Héra ne cessait de nager dans l’eau froide. Infatigable. Ses mouvements, délicieusement séduisants, coloraient l’eau d’un mauve rougeâtre. Une couleur indéfinissablement douce. Héra devait faire quarante-cinq, cinquante centimètres de hauteur. Sa peau était orangée et tirait légèrement sur le rouge par endroits, comme ignée. Chevelure rousse. Visage rieur. Toujours rieur. Petits yeux brillants.

– On a écrit des masses de commentaires sur des bouts de phrases qu’on a trouvé de lui, dit Rubens…
– Lui…?
– Héraclite… Moi c’est les oreilles, toi c’est la mémoire…
– Non, c’est l’attention qui glisse, j’étais distrait…

Rhinocéros contemplait Héra.

– Il a écrit des trucs comme quoi? demanda distraitement Rhinocéros.
– J’sais pas…, dit Rubens. Eh… Ah! “L’univers, c’est du feu…”, je pense, “du feu bien dosé”, tu sais…
– Ah…
– … Et puis… Le… “Le roi du royaume, c’est un enfant”, quelque chose comme ça… Regarde, elle a arrêté de nager. Elle nous sourit!

Rubens souffla un bisou du bout de ses doigts vers Héra. Elle répondit par une bouffée de chaleur.

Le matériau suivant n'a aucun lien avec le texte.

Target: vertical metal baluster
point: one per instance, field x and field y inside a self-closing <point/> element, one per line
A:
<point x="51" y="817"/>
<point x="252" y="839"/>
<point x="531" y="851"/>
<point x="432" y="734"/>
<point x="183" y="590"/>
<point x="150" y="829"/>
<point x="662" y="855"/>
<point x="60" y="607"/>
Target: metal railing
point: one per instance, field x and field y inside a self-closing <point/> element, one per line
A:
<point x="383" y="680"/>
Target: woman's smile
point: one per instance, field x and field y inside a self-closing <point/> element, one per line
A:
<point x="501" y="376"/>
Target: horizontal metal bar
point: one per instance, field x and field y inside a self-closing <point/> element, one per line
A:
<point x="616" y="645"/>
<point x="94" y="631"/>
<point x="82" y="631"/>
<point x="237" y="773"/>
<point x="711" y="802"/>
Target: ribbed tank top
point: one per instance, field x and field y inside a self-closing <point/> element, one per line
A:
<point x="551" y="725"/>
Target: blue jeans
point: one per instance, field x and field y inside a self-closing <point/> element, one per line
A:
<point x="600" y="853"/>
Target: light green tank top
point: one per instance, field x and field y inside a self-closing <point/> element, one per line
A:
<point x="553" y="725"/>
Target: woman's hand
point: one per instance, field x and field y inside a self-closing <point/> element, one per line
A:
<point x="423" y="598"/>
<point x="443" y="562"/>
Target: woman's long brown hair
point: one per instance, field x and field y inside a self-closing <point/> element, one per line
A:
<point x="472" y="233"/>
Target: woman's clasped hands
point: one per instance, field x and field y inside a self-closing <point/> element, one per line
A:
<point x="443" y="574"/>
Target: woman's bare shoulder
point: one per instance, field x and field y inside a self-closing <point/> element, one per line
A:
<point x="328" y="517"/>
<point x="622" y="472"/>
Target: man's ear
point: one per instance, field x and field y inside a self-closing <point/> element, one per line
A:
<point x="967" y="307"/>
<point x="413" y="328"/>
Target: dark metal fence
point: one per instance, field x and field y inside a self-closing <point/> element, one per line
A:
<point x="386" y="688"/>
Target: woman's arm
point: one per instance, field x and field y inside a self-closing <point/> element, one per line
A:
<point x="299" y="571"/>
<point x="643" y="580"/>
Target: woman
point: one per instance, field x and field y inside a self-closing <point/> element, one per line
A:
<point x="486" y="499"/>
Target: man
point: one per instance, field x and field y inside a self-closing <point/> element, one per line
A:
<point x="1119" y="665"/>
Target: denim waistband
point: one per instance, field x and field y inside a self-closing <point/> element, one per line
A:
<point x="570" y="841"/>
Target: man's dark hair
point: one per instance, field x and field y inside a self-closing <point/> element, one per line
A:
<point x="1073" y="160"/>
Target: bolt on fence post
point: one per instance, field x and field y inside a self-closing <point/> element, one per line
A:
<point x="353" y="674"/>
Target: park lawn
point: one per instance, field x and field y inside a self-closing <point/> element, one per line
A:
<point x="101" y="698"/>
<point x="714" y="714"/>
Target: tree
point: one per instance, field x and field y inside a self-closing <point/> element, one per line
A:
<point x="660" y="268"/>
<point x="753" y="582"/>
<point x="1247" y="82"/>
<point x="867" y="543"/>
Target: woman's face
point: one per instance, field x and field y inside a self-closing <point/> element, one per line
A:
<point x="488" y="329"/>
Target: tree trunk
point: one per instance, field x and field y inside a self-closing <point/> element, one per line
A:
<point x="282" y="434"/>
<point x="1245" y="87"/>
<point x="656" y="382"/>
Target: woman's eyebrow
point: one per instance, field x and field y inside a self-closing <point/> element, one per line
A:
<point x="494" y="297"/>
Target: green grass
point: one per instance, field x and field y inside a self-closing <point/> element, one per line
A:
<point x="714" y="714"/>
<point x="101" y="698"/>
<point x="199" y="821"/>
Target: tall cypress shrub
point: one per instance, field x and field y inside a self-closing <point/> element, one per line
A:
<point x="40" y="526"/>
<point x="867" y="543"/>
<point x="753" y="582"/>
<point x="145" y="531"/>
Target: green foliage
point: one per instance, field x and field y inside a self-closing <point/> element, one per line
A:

Rubens se sentait fondre.

– Elles sourient toujours, dit Rhinocéros.

Ces petites créatures étaient peu nombreuses mais il y en avait plus maintenant que lors de l’immigration de Rubens et de sa mère sous la “coupole”, une dizaine d’années auparavant. Certaines de ces petites créatures avaient les cheveux vert foncé. Les rousses comme Héra étaient plus rares. L’eau froide avait aplati ses cheveux sur ses tempes. Il y avait des mâles aussi, mais plus rares, au tempérament plus complexe.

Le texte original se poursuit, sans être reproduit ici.